Modern human hunter-gatherers in Africa for the most part move camp regularly—they have what scientists call “high residential mobility.” They may move camp on average 10 to 30 times a year in a strategic manner, almost always camp next to a source of water, wood for firewood, and food. The annual range of a single band can be very large, covering hundreds of square kilometers. Their societies normally have at least two levels of primary structure. The first is called the band or local group, and this is the main foraging unit. The average size is about 25 members, but this can vary. Some have very flexible band membership, while others less so. The equivalent among chimpanzees would be what primatologists call the troop, and paleoanthropologists assume that the last shared common ancestor also had this band-troop structure. Bands are grouped into ethnolinguistic groups or what are sometimes called tribes. These speak the same language, share dress codes and other symbols of group affiliation, share kinship characteristics, and are tied together by formal rules of marriage exchange that are normally outgroup from the band but within-group for the tribe.
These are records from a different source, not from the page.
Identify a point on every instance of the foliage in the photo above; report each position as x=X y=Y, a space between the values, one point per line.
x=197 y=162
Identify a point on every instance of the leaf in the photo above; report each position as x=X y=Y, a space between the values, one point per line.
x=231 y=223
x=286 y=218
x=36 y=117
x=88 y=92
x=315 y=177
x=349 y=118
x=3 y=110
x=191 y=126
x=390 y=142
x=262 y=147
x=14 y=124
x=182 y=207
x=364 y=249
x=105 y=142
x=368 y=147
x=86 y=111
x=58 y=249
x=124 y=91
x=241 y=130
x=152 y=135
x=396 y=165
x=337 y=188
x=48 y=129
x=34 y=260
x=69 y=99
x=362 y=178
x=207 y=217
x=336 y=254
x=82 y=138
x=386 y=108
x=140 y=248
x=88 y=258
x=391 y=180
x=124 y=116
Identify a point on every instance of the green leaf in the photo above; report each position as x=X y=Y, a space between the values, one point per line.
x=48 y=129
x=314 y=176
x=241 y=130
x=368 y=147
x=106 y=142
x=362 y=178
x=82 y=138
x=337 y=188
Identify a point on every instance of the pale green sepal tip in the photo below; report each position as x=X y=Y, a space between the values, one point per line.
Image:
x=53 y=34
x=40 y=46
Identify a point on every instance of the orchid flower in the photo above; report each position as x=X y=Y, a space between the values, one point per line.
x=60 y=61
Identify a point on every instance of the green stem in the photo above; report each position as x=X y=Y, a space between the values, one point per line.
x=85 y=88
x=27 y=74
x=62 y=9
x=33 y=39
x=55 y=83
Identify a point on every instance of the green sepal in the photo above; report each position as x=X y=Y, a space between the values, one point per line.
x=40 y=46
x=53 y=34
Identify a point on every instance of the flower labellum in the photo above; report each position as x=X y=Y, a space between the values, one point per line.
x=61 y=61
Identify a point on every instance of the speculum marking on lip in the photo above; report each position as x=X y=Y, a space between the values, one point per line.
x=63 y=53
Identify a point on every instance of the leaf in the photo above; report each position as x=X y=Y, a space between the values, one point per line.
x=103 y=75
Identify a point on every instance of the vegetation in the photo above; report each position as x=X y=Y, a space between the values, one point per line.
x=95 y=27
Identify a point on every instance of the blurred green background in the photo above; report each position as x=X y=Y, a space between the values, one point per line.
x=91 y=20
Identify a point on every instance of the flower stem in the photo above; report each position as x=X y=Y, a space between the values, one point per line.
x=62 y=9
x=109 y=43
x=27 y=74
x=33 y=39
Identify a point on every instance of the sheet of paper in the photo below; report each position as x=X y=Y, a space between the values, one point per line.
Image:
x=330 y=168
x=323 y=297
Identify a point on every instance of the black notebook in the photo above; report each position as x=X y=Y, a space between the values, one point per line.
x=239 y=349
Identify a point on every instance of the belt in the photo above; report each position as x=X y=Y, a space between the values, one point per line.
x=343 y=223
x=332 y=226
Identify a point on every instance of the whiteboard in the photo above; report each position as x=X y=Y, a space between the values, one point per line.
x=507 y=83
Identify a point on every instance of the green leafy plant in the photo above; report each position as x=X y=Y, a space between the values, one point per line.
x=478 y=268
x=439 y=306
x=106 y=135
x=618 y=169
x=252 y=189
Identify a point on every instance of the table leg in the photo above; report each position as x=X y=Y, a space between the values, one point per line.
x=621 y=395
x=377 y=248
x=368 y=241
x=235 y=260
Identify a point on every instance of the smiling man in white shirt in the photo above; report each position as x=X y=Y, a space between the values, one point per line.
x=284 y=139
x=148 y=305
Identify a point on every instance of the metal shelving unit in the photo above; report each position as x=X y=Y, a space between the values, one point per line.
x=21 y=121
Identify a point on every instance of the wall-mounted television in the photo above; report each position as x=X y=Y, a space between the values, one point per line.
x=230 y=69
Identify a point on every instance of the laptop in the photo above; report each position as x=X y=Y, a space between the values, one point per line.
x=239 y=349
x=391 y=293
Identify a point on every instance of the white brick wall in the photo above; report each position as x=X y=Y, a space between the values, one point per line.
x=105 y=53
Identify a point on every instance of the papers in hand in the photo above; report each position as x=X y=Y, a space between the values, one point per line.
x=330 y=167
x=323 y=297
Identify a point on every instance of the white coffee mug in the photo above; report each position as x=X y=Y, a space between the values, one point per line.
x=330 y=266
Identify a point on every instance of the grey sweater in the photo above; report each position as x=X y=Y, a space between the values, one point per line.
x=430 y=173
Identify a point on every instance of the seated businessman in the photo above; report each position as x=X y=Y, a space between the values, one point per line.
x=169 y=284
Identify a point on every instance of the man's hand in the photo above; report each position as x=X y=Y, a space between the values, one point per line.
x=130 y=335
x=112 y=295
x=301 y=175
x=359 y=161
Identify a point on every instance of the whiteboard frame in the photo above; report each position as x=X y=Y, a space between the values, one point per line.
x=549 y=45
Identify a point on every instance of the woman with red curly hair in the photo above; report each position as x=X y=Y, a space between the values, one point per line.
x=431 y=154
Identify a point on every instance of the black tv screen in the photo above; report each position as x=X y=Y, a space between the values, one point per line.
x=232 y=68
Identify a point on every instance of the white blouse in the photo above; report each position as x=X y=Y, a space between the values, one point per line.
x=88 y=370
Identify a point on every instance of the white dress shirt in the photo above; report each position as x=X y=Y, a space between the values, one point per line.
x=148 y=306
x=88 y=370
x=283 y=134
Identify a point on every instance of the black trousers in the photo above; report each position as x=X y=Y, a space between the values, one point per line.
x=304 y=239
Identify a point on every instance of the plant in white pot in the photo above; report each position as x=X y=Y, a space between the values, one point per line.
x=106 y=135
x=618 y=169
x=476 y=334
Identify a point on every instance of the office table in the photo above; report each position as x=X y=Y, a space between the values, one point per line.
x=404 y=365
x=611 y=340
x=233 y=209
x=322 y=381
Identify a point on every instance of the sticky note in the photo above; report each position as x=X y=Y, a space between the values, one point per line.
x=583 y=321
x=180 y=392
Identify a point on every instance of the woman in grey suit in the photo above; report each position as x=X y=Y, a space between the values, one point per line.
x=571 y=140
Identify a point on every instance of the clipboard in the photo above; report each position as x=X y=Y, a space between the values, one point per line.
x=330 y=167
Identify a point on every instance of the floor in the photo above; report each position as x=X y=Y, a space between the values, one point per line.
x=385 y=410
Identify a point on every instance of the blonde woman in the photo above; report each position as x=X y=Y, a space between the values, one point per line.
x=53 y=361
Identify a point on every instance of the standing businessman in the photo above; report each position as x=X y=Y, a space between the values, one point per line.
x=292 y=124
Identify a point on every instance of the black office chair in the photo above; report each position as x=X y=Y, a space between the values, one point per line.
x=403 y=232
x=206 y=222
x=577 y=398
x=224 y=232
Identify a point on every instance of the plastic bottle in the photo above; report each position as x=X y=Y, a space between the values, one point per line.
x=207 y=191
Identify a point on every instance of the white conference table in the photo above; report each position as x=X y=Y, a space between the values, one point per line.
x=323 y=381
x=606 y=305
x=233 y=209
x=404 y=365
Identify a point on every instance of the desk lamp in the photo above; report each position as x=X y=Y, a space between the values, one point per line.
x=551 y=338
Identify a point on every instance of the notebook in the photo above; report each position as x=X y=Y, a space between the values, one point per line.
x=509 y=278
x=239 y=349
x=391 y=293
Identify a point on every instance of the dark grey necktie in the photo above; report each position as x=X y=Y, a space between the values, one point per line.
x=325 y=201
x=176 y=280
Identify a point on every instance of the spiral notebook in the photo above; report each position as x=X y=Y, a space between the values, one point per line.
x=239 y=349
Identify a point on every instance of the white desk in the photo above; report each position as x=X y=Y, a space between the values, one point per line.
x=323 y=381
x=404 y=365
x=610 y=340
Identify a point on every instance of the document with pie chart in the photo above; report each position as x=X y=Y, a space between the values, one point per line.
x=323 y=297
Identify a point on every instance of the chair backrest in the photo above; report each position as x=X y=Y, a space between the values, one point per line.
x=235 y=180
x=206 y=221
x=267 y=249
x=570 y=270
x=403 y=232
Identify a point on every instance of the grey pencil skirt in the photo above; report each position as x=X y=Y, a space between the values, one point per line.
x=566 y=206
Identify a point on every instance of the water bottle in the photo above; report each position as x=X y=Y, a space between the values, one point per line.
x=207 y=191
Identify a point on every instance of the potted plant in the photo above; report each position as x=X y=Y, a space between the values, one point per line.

Chimpanzees lack this tribal structure.

What is modern hunter-gatherer society like?

Our ethnographic record from Africa shows us that a terrestrial modern human hunter-gatherer has a very effective but light toolkit, an advanced command of fire, a rich culture of symbolic behavior and institutions for managing their lives, and at least a two-level sociality. All of this is unique to modern humans. When, how, and why these features evolved in the hominin line.

Hunter-gatherers in Africa are reliant on culture as their primary form of adaptation. This culture is composed of technology, language, belief systems, kinship systems, social structure, and rules and norms. Since all modern humans have these characteristics, we can safely assume that the origin population of modern humans did as well. Given that, the paleoanthropologist has some clear research questions to ask—when, why, and how did these features of modern humans evolve? Archaeology has a key role in tackling these questions.

We are fortunate in that cultural anthropologists have provided vast amounts of detail on African hunter-gatherers in the form of ethnographies, and we can use this information as a guide for setting up some expectations of what to look for in the archaeological record. What do we know?

All of that record comes from hunter-gatherers who lived off primarily terrestrial resources. But some hunter-gatherers focus on coastal and riverine and lake resources, and there is an archaeological record for this, but our ethnographic record is at best sparse in Africa, and there are some shared characteristics of a modern human as a terrestrial hunter-gatherer in Africa.

Modern Mindanao, Philipinnes, hunter-gather fisherman and their catch drying in the sun. Image credit Kim Hill

Terrestrial hunter-gatherers have a diverse technology of items that allowed them to become masters of their environment. Controlled use of fire is a critical component. Fire makes food more palatable, often increases its nutritious characteristics, destroys bacteria, lengthens the day so that fire-side-talk becomes a normal part of the day, keeps predators at bay, and can be used to shape landscapes through controlled burning to increase plant growth and draw in animals to fresh forage.